Eight squatters die in New Orleans fire

They were burning debris to stay warm

A makeshift memorial is seen near the charred remains of an abandoned warehouse after it burned  in the Upper Ninth Ward of New Orleans on Tuesday.  (Associated Press)
Kevin Mcgill Associated Press

NEW ORLEANS – The deadliest city blaze in decades killed eight homeless squatters who were burning debris in an abandoned warehouse to stay warm Tuesday, authorities said.

Firefighters said they could not tell the ages or genders of those who died because their bodies were so badly burned. A 23-year-old man who escaped told the American Red Cross he could not get back in to help his friends because of the smoke, agency volunteer Thomas Butler said.

All that was left of the warehouse, which sat amid graffiti-covered rail cars and ramshackle buildings, was the blackened foundation and a partial shell of singed corrugated metal.

The Orleans Parish Coroner’s Office said it was uncertain when the dead would be identified. However, a group of young people sitting on the steps of an abandoned house near the scene later Tuesday said the dead included three women and five men.

Rachel Park, 27, of California, estimated the ages ranged from 19 to 30.

She said the victims never thought of themselves as homeless and rejected the “gutter punk” label used by some locals to describe transient youths often seen begging for money or cigarettes on French Quarter streets.

“They were all accomplished musicians or artists – jolly, happy people,” Park said, adding that four dogs died along with the eight people.

Park knew the victims by first names only and said one or two were from the New Orleans area, while the others were from elsewhere in the U.S.

Temperatures were just below freezing early Tuesday, not unheard of but unusually cold for New Orleans. The warehouse is in a blighted city neighborhood left even more so by the flooding that followed Hurricane Katrina in 2005.

Agencies that work with the homeless said they believe some or all the victims were in their late teens or early 20s. Linda Gonzales, of the New Orleans Mission, said homeless young adults and teenagers often avoid shelters for several reasons.

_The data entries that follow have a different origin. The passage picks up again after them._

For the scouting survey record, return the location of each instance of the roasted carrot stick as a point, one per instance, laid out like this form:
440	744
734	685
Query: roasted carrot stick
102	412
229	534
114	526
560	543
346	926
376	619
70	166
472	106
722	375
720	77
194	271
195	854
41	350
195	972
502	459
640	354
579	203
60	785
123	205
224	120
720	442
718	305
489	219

“Some of them choose to stay out and you can’t make them come in,” she said.

The number of transient youths fluctuates, but there could be several hundred homeless young people in the city at any given time, said Mike Miller, an official with the homeless advocacy and aid group UNITY of Greater New Orleans.

The blaze was reported just before 2 a.m., and firetrucks arrived within five minutes to find the building engulfed in flames, fire department spokesman Greg Davis said. Some of the victims may have been rendered unconscious by carbon monoxide, a danger with indoor fires.

Nearby, inhabited wood-frame houses, some with Christmas decorations, are interspersed with boarded-up homes with holes in the roofs. The city has more than 55,000 such blighted properties, according to current estimates.

Homelessness is a problem that has worsened since Katrina. Gonzales estimated as many as 3,000 people with nowhere to go may be on the streets on any given night. Shelters only have about 800 beds available, she said, though the city works with them to provide more when temperatures hover near or below freezing.